BMJ 2017; 357 doi: https://doi.org/10.1136/bmj.j1550 (Published 26 April 2017) Cite this as: BMJ 2017;357:j1550
  1. Luis Sordo, assistant professor and research fellow1 2 3,
  2. Gregorio Barrio, research associate4,
  3. Maria J Bravo, research associate1 2,
  4. B Iciar Indave, doctoral candidate1 2,
  5. Louisa Degenhardt, Scientia professor and principal research fellow5 6,
  6. Lucas Wiessing, principal scientist7,
  7. Marica Ferri, head of department7,
  8. Roberto Pastor-Barriuso, research associate1 2
  1. 1National Centre for Epidemiology, Carlos III Institute of Health, Madrid, Spain
  2. 2Consortium for Biomedical Research in Epidemiology and Public Health (CIBERESP), Madrid, Spain
  3. 3Department of Preventive Medicine and Public Health, Faculty of Medicine, Complutense University, Madrid, Spain
  4. 4National School of Public Health, Carlos III Institute of Health, 28029 Madrid, Spain
  5. 5National Drug and Alcohol Research Centre, University of New South Wales, Sidney, Australia
  6. 6Melbourne School of Population and Global Health, University of Melbourne, Melbourne, Australia
  7. 7Sector Best Practices, Knowledge Exchange and Economic Issues, European Monitoring Centre for Drugs and Drug Addiction (EMCDDA), Lisbon, Portugal
  1. Correspondence to: G Barrio gbarrio{at}isciii.es
  • Accepted 17 March 2017

Abstract

Objective To compare the risk for all cause and overdose mortality in people with opioid dependence during and after substitution treatment with methadone or buprenorphine and to characterise trends in risk of mortality after initiation and cessation of treatment.

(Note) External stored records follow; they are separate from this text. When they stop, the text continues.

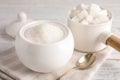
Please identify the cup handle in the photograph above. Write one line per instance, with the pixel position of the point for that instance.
(114, 42)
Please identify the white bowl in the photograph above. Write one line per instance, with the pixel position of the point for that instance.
(91, 37)
(44, 57)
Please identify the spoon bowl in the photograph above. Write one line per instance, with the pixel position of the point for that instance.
(83, 63)
(86, 61)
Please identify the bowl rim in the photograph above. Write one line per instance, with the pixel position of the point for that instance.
(37, 22)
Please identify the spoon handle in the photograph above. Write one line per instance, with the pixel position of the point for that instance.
(114, 42)
(67, 72)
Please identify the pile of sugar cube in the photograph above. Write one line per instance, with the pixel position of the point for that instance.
(89, 14)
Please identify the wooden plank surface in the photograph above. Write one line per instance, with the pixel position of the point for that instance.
(50, 9)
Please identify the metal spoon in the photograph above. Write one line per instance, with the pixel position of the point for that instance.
(83, 63)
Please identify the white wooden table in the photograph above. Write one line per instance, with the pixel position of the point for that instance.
(50, 9)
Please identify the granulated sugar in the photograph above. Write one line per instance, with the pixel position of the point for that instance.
(44, 33)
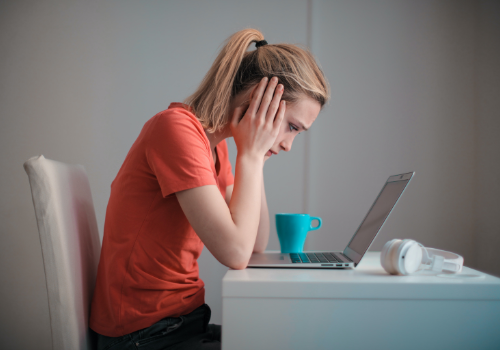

Design Systematic review and meta-analysis.

Data sources Medline, Embase, PsycINFO, and LILACS to September 2016.

Study selection Prospective or retrospective cohort studies in people with opioid dependence that reported deaths from all causes or overdose during follow-up periods in and out of opioid substitution treatment with methadone or buprenorphine.

Data extraction and synthesis Two independent reviewers performed data extraction and assessed study quality. Mortality rates in and out of treatment were jointly combined across methadone or buprenorphine cohorts by using multivariate random effects meta-analysis.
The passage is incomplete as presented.